I wasn’t always a backpacking traveler. Being from a tiny affluent country in Europe, it’s pretty normal to go on holidays abroad (privilege!) and I personally don’t know any of my fellow same-passport holders who hasn’t been abroad. Travel has been a part of my life since birth. Normally, we’d travel by car, giving us plenty of room to bring Stuff™ and sometimes we’d go by airplane. Only for the latter we’d have to really think about what to pack as there’s limits to how much Stuff you can bring.
Amsterdam Schiphol Airport, July 2011. I’m flying to Argentina for five weeks to learn Spanish. My premature birthday present: a huge, lime-green suitcase for checked-in luggage. The weight limit is 23kg and that’s what I’ve loaded into it. Dresses, shoes – yes, even make-up – goes in there. I have to sit on it to close it. I drag the dead weight on the scales for luggage drop-off. Weighing the suitcase at the airport brings the total weight a little under the maximum. Success! Or not… Five weeks later, I’ve used maybe 60% of the Stuff I put into that huge, lime-green suitcase. I arrived back at the airport of Buenos Aires with five pairs of shoes on top of the ones I’d already brought, among other Things™ that I counted as Souvenirs™. I can’t lift the monster of a suitcase by myself. Panicking about the weight, I drag it onto the scales and see the number climb to 30kg. I look the check-in lady in the eye with trepidation. As I was the first person to check in for this flight and she could probably smell my consumerist regrets, she calmed me down and let me take the 7kg extra without charge. I fly home. The only borderline-genius Thing I bought in Argentina was my first backpack for a meager €18 for some trip with my new friends. Only once more would I use that huge, lime-green suitcase, but now it’s collecting dust in the attic of my grandmother’s house. By now, I’ve evolved into a Backpacker™.

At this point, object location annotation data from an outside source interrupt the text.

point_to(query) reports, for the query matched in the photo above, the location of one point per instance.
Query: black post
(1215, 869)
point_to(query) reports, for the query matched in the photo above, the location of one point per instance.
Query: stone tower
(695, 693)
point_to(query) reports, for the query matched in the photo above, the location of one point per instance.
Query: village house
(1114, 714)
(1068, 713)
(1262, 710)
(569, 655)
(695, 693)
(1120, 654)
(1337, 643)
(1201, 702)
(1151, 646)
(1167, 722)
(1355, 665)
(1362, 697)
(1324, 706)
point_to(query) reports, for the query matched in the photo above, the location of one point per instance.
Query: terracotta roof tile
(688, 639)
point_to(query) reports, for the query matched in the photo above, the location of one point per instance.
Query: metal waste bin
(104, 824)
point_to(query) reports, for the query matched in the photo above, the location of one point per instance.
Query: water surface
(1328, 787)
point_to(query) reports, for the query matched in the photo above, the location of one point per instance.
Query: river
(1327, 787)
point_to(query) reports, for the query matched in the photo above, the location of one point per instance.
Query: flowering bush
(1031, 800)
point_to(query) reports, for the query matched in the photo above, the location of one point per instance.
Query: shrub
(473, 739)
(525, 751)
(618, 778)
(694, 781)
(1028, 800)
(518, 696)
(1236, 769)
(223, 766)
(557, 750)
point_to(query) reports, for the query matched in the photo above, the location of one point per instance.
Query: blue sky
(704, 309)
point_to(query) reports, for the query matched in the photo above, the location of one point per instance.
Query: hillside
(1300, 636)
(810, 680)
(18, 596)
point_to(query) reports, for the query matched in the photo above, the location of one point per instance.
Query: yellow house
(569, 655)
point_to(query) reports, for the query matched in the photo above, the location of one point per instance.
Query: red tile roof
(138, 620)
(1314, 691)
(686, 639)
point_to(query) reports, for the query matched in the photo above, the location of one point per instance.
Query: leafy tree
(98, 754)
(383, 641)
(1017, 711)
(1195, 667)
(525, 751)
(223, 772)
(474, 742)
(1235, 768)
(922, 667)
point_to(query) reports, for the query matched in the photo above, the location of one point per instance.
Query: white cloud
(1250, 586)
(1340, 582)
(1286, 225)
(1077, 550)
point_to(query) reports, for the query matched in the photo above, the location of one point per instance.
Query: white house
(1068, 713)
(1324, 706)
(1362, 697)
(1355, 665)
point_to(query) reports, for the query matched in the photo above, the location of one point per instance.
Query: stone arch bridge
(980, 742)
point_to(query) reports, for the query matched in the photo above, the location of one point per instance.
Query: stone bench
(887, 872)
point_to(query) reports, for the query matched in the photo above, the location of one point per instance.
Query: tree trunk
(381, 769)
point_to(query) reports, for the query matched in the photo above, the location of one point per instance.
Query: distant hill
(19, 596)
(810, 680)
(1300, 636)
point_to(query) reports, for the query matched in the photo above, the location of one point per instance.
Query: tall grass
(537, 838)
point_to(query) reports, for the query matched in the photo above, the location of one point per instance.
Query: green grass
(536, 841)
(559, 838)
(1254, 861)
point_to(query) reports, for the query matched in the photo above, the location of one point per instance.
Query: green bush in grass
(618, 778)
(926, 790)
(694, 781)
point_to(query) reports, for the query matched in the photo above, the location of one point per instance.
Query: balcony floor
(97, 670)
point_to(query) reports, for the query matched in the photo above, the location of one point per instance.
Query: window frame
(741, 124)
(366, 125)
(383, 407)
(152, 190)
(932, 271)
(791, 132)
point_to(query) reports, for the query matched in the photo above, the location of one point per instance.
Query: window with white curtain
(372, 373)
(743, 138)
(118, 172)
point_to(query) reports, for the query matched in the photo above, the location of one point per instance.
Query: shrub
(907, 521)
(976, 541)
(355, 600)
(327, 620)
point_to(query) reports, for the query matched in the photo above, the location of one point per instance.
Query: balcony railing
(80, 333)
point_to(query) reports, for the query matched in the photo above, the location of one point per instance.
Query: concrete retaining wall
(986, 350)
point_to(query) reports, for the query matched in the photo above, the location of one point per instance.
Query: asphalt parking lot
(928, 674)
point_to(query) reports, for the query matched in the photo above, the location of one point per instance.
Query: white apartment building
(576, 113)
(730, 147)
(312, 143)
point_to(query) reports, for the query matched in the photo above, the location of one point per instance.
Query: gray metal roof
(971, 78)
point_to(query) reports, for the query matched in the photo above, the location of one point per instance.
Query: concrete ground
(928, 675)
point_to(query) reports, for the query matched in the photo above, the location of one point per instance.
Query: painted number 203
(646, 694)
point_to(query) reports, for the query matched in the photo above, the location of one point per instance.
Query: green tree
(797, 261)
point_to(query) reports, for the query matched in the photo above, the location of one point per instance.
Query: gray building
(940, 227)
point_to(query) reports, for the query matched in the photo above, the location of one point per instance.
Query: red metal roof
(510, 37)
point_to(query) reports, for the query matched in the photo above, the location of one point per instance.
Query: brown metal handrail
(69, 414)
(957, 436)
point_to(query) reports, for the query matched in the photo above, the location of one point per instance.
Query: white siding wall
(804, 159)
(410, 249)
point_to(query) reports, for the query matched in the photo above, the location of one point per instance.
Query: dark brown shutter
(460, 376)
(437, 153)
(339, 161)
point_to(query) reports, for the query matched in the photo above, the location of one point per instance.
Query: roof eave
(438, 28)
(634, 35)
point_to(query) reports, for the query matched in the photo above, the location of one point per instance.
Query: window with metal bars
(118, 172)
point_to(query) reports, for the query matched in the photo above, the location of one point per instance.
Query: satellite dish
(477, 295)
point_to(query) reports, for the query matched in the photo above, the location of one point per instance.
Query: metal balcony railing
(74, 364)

That backpack joined me on my first solo-backpacking trips in Scandinavia, when I was still flying. Most of the time, I was able to pack it under the weight limit for hand luggage and I enjoyed the freedom this brought me: no more waiting for Stuff after landing, no paradox of choice for what to wear and manageable weight I could load on my back from the ground with ease. I still bought Stuff though, but slowly I started to kick out the excesses and impediments. No more impractical shoes and clothes, no make-up (the world doesn’t care), a near 100% use of the contents. Alas, this cheap backpack didn’t last too long, in Greece, 2013, I found a new backpack for €22 to retire the one from Argentina. As I discovered couchsurfing, the need for a sleeping bag became apparent and the size and weight of the backpack went up again. When I wanted to go freecamping, I realized I needed to bring a tent, too. Then I found out that hitchhiking is a really efficient mode of travelling and there’s no weight limit. Finally, I bought a guitar and now I was back at carrying a lot more again, but it is worth the weight for me. Now I don’t use airplanes with their weight limits anymore except for emergencies, but the struggle to pack my backpack as light and efficient as possible will remain a struggle for life.
Armenia, August 2014. I’m hitchhiking together with possibly the most annoying “I’m such a better traveler than you”-guy™ in the world, but there’s one thing I envy: his packing skills, or lack thereof. He has a backpack the size of a normal day bag, with an insulation mat hanging on the outside. It weighs 5kg and I’m in awe. By now, I’m at my third backpack, a shitty €17 one bought in Georgia, that had a strap ripping off the first time I put it on when packed. Excluding my tiny guitar, this was about 10kg and I was impressed with myself until I met this guy. By now I’ve met many of these guys – somehow, they’re almost always guys – and I’ve come to realize that they have to give up a lot of things to travel as light as they do. Things they usually don’t bring are a tent, sleeping bag and mattress for camping, and for clothing only one pair of pants, two or three undies and socks, two t-shirts and a blouse. Not even a jacket or sweater for the cold. I’m incapable of that. Oftentimes, my feeling of disgrace for not packing as smartly as they do is cancelled out by their immense stupidity of putting their passports in their bags (Never-Do-This™).
Spain, summer 2015. Currently, I’m at my fourth backpack, an inheritance piece from a family member and it’s a good one. The twelve kilos I carry consist of my house (tent, sleeping bag, mattress), my four-season wardrobe, my kitchen (2,5L water, food box plus stove and pan), my guitar and my other Things like a book, playing cards and other optional Stuff that do bring joy to travelling. This backpack is fully equipped to be travelling year-round in pretty much any climate – and that’s exactly what I need, having gone hitchhiking since the end of 2013. These Things actually bring me more freedom to do what I want while travelling than if I’d leave them out. I know this is not a static state and will evolve again, but I do hope I’m never going back to being that little girl that carried 80% of her body weight in Stuff she didn’t use in Argentina. Moral of the story: cheap backpacks die young, go and find out your own balance of too much Stuff versus too little Stuff and evolve your packing skills where neccessary. Less Stuff makes happy, people.